Project

General

Profile

Feature #2890

Feature #2816: GPU offload / optimization for update&constraits, buffer ops and multi-gpu communication

GPU Halo Exchange

Added by Alan Gray 7 months ago. Updated 1 day ago.

Status:
New
Priority:
High
Assignee:
-
Category:
-
Target version:
Difficulty:
uncategorized
Close

Description

When utilizing multiple GPUs with PP domain decomposition, halo data must be exchanged between PP tasks. Currently, this is routed through the host CPUs: D2H transfer; buffer packing on CPU; host-side MPI; and same in reverse. This is true for both the position and force buffers.

Instead, we can transfer data directly between GPU memory spaces using GPU peer-to-peer communication. Modern MPI implementations are CUDA-aware and support this, or D2D cudaMemcopies can be used directly when in threadMPI mode. The complication is that we need to pack buffers directly on the GPU. This is done by first preparing (on the CPU) a mapping of array indices involved in the exchange, which can then be used in GPU buffer packing/unpacking kernels. This mapping array only needs to populated and transferred during neighbor search steps.

Limitation: still only supports 1D data decomposition. Higher numbers of dimensions should be relatively straightforward to implement by extending the existing developments, but this still requires design and testing.

TODO: implement support for higher numbers of dimensions.
TODO: integrate call to force buffer halo exchange, when force buffer ops
patches accepted.


Subtasks

Task #3089: relax dlb scaling limit when that would suit GPU halo exchangeClosedBerk Hess
Task #3092: implement better receiver ready / notify in halo exchange New
Task #3093: rework GPU direct halo-exchange related force reduction complexities New
Task #3104: implement GPU DD cycle countingNew
Task #3106: Implement multiple pulses with GPU communicationNewAlan Gray

Related issues

Related to GROMACS - Feature #3052: GPU virial reduction/calculationNew
Related to GROMACS - Feature #3087: enable GPU peer to peer accessNew
Related to GROMACS - Bug #3100: crash with GPU comm DDIn Progress
Related to GROMACS - Task #3082: move launch/synchronization points to clarify task dependenciesNew

Associated revisions

Revision 8f42be1e (diff)
Added by Alan Gray 2 months ago

GPU halo exchange

Activate with GMX_GPU_DD_COMMS environment variable.

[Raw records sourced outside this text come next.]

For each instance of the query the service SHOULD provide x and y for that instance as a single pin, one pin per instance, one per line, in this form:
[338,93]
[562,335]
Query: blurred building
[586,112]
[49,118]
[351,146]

Class to initialize and apply halo exchange functionality directly on
GPU memory space.

Fully operational for position buffer. Functionality also present for
force buffer, but not yet called (awaiting acceptance of force buffer
ops patches).

Data transfer for halo exchange is wrapped and has 2 implementations:
cuda-aware MPI (default with "real" MPI) and direct cuda memcpy
(default with thread MPI). With the latter, the P2P path will be taken
if the hardware support it, otherwise D2H,H2D.

Limitation: still only supports 1D data decomposition

TODO: implement support for higher numbers of dimensions.
TODO: integrate call to force buffer halo exchange, when force buffer ops
patches accepted.

Implements part of #2890
Associated with #2915

Change-Id: I8e6473481ad4d943df78d7019681bfa821bd5798

Revision 44f607d7 (diff)
Added by Alan Gray 29 days ago

GPU halo exchange

Activate with GMX_GPU_DD_COMMS and GMX_USE_GPU_BUFFER_OPS environment
variable.

Class to initialize and apply coordinate buffer halo exchange
functionality directly on GPU memory space.

Currently only supports direct cuda memcpy, and relies on thread MPI
being in use.

Updated gpucomm testing matrices to cover non-GPU case.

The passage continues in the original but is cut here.